Kebutuhan Dokter Jawa Tengah Masih Kurang, Pemprov Butuh Peran Asosiasi Pendidikan Kedokteran

Sekda Jateng Sumarno saat menghadiri Musyawarah Wilayah Asosiasi Institusi Pendidikan Kedokteran Indonesia (AIPKI) Regional Wilayah IV di Hotel Santika Premiere Semarang, Jumat (19/9/2025). Foto: dokumentasi
Sekda Jateng Sumarno saat menghadiri Musyawarah Wilayah Asosiasi Institusi Pendidikan Kedokteran Indonesia (AIPKI) Regional Wilayah IV di Hotel Santika Premiere Semarang, Jumat (19/9/2025). Foto: dokumentasi

Lingkar.co – Sekretaris Daerah (Sekda) Provinsi Jawa Tengah, Sumarno, mengatakan, gap atau perbandingan jumlah dokter umum maupun spesialis masih kurang dibandingkan persebaran penduduk yang ada di Indonesia. Adapun sesuai standar World Health Organization (WHO), satu orang dokter mengakomodasi 1.000 penduduk.

“Khusus di Jawa Tengah, saat ini memiliki 11.405 dokter. Sedangkan jumlah idealnya setidaknya 27.863 dokter,” kata Sumarno, saat menghadiri Musyawarah Wilayah Asosiasi Institusi Pendidikan Kedokteran Indonesia (AIPKI) Regional Wilayah IV di Hotel Santika Premiere Semarang, Jumat (19/9/2025).

Menurut Sekda, lulusan dokter umum maupun spesialis dari berbagai perguruan tinggi di Indonesia jumlahnya masih belum mencukupi.

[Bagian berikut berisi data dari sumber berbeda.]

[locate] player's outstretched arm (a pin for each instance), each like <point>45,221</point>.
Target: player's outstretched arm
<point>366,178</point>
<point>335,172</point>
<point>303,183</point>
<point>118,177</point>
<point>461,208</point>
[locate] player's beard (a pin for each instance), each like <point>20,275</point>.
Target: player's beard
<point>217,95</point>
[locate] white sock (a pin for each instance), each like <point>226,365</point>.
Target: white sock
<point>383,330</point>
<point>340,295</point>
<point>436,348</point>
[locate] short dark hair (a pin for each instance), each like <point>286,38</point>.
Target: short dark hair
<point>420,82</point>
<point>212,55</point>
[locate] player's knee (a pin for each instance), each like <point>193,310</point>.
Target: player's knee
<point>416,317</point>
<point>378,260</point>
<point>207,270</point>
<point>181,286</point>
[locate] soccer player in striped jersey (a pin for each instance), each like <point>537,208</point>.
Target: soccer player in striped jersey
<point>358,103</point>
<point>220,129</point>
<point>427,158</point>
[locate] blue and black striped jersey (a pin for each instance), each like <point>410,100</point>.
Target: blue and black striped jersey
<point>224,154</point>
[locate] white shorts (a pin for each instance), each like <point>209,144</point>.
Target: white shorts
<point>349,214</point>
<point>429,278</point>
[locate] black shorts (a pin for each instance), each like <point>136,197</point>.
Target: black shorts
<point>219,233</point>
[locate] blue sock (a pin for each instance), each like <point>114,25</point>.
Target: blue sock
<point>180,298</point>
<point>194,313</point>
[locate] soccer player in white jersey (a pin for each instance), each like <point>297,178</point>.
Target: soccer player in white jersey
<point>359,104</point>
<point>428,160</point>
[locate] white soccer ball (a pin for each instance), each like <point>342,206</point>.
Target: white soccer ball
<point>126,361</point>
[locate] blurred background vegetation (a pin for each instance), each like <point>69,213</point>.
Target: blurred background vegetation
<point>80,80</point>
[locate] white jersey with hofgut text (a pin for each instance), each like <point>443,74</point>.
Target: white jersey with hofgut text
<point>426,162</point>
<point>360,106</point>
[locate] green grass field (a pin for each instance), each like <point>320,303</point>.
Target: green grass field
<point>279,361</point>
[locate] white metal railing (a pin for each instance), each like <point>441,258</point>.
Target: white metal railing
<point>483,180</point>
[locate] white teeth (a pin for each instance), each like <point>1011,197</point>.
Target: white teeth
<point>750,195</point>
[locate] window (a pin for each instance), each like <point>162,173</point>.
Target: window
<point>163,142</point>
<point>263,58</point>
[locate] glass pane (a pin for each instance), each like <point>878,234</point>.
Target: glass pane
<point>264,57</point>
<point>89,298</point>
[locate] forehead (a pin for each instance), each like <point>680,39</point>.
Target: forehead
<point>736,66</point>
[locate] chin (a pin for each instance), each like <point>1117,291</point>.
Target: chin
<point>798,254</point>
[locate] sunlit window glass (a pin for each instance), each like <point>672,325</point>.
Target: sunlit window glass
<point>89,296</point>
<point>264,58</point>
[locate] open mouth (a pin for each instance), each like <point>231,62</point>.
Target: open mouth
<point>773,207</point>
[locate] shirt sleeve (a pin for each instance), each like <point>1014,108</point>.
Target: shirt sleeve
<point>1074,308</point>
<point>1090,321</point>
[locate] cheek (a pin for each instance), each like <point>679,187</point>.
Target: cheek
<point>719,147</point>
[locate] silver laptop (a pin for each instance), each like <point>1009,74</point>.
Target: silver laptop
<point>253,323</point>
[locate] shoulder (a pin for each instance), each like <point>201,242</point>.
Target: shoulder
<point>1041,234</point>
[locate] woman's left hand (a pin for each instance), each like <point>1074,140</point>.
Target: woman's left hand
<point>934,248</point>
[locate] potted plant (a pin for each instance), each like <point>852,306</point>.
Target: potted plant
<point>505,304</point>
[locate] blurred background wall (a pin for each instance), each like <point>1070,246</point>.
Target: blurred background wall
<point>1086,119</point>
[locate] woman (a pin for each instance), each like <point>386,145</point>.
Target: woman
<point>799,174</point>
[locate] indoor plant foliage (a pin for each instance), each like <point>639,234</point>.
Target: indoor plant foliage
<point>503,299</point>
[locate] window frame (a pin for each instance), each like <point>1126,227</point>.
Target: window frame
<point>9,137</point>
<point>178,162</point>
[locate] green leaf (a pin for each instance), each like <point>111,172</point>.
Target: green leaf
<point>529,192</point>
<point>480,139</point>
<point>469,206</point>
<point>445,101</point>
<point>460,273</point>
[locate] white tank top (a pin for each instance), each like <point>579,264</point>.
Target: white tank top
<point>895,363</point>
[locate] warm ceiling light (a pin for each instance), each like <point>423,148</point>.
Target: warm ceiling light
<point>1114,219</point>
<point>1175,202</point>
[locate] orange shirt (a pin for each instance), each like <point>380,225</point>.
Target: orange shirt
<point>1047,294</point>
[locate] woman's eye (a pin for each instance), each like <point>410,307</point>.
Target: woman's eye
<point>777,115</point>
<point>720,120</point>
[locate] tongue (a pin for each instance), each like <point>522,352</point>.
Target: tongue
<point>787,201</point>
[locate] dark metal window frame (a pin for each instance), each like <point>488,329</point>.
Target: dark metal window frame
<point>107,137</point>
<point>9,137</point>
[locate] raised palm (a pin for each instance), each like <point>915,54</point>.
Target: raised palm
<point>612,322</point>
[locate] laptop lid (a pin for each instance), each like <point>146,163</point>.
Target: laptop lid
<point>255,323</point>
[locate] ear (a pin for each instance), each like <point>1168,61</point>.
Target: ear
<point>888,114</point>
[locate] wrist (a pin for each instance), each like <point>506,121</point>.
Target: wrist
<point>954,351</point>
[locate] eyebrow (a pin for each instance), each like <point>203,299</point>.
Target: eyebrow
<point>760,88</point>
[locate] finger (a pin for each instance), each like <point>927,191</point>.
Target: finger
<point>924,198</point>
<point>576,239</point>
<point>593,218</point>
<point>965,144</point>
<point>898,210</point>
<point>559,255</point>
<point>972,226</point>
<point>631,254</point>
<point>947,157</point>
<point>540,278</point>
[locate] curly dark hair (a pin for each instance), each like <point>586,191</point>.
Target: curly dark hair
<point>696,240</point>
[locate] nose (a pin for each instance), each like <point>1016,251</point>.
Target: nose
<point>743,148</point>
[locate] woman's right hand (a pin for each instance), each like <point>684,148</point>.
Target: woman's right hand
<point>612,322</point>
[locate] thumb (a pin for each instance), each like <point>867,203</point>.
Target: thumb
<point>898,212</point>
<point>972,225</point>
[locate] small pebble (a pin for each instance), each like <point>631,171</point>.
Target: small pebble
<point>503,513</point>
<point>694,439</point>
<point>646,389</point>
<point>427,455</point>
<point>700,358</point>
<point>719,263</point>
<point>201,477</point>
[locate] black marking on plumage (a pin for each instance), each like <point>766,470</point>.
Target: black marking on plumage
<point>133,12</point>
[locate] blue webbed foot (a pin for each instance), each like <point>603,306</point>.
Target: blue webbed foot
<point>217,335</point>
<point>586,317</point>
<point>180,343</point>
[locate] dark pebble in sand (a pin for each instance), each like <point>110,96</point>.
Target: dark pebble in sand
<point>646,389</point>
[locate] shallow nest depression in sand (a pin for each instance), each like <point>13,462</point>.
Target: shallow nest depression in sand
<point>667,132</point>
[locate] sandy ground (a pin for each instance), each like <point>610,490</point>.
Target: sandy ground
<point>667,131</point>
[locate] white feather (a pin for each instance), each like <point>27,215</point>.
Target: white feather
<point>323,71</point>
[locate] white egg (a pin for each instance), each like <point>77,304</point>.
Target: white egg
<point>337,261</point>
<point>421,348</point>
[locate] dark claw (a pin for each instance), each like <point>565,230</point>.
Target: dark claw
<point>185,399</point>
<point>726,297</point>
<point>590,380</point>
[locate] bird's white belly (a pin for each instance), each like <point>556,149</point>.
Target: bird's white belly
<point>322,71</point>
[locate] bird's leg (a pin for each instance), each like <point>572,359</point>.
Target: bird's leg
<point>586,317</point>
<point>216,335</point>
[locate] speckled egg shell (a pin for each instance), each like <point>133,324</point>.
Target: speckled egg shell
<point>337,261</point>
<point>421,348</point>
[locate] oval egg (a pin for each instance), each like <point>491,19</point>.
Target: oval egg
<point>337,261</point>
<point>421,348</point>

Untuk itu peran AIPKI dibutuhkan untuk memperbanyak lulusan baru kedokteran untuk menekan gap yang ada.

“Nah, inilah pekerjaan yang ada di tangan bapak-ibu sekalian di sini,” katanya.

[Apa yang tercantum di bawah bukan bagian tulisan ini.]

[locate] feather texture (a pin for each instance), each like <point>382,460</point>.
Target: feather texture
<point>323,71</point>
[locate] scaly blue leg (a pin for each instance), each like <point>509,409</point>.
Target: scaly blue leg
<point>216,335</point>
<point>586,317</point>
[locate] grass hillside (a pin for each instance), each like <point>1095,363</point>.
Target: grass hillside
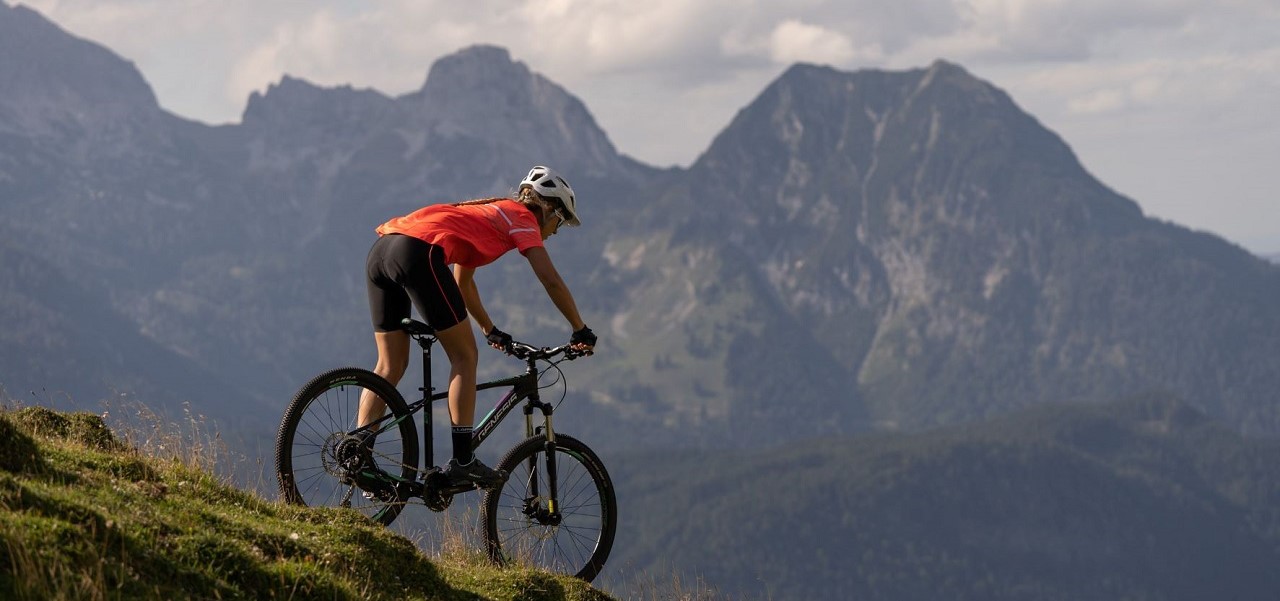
<point>88,514</point>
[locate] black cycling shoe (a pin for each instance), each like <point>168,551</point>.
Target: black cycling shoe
<point>475,473</point>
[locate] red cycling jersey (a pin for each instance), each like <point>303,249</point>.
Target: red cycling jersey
<point>471,235</point>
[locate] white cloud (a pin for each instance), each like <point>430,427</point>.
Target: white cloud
<point>795,41</point>
<point>1110,77</point>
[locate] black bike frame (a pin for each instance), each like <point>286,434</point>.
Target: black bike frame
<point>524,388</point>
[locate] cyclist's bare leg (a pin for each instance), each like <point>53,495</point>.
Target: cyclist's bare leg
<point>392,362</point>
<point>460,345</point>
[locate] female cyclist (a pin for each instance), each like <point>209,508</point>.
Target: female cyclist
<point>408,264</point>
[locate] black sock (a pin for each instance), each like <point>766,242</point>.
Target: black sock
<point>462,444</point>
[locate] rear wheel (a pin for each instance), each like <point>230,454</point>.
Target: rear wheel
<point>320,463</point>
<point>570,537</point>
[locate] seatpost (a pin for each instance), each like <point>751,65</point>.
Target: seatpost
<point>428,434</point>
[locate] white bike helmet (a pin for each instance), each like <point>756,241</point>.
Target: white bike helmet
<point>549,184</point>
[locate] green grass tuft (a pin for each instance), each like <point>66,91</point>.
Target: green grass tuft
<point>85,515</point>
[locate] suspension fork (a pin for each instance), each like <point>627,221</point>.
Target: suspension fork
<point>548,450</point>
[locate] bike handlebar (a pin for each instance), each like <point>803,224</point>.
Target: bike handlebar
<point>529,352</point>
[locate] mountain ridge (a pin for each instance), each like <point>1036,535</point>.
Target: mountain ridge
<point>906,248</point>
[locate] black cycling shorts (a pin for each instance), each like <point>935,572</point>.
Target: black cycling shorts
<point>403,269</point>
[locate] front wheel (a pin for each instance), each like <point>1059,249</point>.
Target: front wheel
<point>571,536</point>
<point>321,462</point>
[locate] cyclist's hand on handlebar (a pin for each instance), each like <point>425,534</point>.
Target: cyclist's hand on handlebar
<point>498,339</point>
<point>583,340</point>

Selain program-program teknis tertentu, Sumarno juga meminta asosiasi memiliki program atau edukasi kepada publik supaya banyak pelajar yang berminat melanjutkan pendidikan di Universitas jurusan kedokteran.

Stigma atau persepsi publik mahalnya biaya masuk fakultas kedokteran di universitas harus dihilangkan. Dengan begitu, membuka peluang lebih lebar kepada setiap anak-anak bangsa untuk berani melanjutkan pendidikan tinggi di jurusan kedokteran.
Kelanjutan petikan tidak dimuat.